Le laisser dans l’état où il se trouvait …
— Pourquoi ?
— Je préfère que vous restiez seul, pour mieux penser à Mona, fit-elle d’un ton caustique.
Plus salope, c’était difficile. Il l’embrassa encore, la caressa, atteignit son ventre qu’il sentit ouvert. Elle se dégagea aussitôt, le repoussa, ses ongles enfoncés dans sa chair.
— Bonne nuit ! fit-elle. Je n’aime pas les restes.
Elle avait déjà ouvert la portière. Malko se raccrocha à sa mission.
— Nous devions parler, objecta-t-il. Avez-vous trouvé le propriétaire de la Volvo ?

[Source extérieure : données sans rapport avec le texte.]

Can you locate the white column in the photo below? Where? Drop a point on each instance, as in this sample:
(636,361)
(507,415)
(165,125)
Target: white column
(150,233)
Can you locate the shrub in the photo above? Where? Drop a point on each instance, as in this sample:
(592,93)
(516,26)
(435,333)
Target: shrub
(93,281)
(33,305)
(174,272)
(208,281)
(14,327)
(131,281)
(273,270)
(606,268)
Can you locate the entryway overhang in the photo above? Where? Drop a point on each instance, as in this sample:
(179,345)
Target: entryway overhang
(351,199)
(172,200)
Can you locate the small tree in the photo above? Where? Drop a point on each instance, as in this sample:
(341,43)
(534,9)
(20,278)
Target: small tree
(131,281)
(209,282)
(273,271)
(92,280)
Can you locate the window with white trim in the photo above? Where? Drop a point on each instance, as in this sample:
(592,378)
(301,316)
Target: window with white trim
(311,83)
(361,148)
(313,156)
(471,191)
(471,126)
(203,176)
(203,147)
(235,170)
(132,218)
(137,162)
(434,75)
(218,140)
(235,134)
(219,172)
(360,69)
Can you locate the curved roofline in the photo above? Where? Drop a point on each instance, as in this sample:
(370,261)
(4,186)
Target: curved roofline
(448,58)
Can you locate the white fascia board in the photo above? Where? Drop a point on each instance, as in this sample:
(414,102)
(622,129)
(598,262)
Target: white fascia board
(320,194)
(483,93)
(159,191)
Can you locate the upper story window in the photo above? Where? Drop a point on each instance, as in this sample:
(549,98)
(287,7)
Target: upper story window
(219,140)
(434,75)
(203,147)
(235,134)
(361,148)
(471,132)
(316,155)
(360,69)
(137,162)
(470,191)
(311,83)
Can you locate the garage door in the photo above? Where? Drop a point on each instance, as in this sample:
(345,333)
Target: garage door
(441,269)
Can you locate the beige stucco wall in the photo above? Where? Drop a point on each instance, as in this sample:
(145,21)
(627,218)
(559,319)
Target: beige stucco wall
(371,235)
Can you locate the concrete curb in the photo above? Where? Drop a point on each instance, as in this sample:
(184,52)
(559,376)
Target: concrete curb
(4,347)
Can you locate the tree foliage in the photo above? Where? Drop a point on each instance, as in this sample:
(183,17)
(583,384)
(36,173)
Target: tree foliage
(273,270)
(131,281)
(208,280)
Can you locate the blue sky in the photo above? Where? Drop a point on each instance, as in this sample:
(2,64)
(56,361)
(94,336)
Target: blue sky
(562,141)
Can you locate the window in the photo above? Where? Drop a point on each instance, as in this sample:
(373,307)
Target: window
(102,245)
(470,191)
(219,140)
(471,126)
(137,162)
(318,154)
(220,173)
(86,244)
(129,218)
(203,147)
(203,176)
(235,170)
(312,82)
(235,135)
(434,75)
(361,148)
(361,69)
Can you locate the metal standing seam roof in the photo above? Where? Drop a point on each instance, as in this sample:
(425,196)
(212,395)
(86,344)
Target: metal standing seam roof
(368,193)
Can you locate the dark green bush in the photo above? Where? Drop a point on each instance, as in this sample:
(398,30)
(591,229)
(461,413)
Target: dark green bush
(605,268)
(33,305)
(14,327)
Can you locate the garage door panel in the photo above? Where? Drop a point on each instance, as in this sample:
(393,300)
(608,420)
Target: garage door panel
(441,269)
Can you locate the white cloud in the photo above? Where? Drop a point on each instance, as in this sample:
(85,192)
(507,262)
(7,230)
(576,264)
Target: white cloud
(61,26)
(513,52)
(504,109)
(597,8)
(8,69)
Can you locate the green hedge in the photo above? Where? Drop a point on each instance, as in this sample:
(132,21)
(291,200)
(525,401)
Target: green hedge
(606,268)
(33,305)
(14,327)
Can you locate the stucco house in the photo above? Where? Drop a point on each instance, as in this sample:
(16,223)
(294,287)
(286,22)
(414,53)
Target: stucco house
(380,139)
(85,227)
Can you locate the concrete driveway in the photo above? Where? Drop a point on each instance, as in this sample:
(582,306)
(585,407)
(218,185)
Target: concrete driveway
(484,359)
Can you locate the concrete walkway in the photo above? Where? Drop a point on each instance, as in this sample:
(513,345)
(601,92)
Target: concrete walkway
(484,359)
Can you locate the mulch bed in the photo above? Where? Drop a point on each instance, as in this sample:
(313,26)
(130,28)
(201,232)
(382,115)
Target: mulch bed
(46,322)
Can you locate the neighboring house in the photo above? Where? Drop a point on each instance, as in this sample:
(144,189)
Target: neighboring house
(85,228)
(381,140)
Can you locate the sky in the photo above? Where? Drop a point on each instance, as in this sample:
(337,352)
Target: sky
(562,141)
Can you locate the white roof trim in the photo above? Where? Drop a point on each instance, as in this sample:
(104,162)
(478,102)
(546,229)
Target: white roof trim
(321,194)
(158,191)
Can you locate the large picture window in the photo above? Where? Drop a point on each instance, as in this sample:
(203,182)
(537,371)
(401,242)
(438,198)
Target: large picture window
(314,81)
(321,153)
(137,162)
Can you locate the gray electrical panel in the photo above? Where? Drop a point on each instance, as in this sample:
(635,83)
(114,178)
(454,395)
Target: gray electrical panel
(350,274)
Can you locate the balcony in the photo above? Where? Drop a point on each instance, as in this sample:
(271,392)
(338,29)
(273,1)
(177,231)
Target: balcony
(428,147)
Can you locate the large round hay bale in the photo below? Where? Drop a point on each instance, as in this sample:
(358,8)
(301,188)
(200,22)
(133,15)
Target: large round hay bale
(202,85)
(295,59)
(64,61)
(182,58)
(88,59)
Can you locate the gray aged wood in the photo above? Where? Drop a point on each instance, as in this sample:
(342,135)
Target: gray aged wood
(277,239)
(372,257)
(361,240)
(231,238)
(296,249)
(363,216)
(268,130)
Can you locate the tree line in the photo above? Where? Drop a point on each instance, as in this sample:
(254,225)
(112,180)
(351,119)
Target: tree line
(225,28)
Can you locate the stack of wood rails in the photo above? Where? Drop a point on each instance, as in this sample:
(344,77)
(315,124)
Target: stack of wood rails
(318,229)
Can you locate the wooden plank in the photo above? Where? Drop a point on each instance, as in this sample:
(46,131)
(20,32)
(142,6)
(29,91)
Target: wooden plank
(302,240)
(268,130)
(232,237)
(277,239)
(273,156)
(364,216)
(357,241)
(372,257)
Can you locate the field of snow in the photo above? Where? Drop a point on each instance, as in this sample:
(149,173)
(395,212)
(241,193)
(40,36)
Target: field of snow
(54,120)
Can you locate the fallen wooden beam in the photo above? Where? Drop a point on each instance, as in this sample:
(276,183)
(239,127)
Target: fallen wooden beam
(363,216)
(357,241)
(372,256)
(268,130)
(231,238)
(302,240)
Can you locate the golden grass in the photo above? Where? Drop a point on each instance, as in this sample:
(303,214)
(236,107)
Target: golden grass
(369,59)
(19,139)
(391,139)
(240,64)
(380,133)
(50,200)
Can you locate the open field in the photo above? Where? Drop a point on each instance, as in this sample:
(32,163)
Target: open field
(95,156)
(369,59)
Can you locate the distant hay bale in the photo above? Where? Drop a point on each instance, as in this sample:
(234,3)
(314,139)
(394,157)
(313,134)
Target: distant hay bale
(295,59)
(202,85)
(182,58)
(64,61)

Jocelyn eut un sourire carnassier.
— Oui. Mais cela ne vous mènera à rien …
— Pourquoi ?
— La voiture appartient à un certain Karim Zaher. Un député communiste. Nous le connaissons, il est lié au terrorisme. Il va jurer qu’on lui a volé sa voiture … Et, de toute façon, il habite dans un quartier où la Sûreté ne peut pas mettre les pieds … Il faudrait dire à vos amis américains de nous prêter des Marines.
C’était incroyable. Beyrouth était vraiment un monde à part.
— Et Abu Nasra ?
— Il serait à Beyrouth. Sous les ordres d’un certain Nazem Abdelhamid, un Palestinien très dangereux.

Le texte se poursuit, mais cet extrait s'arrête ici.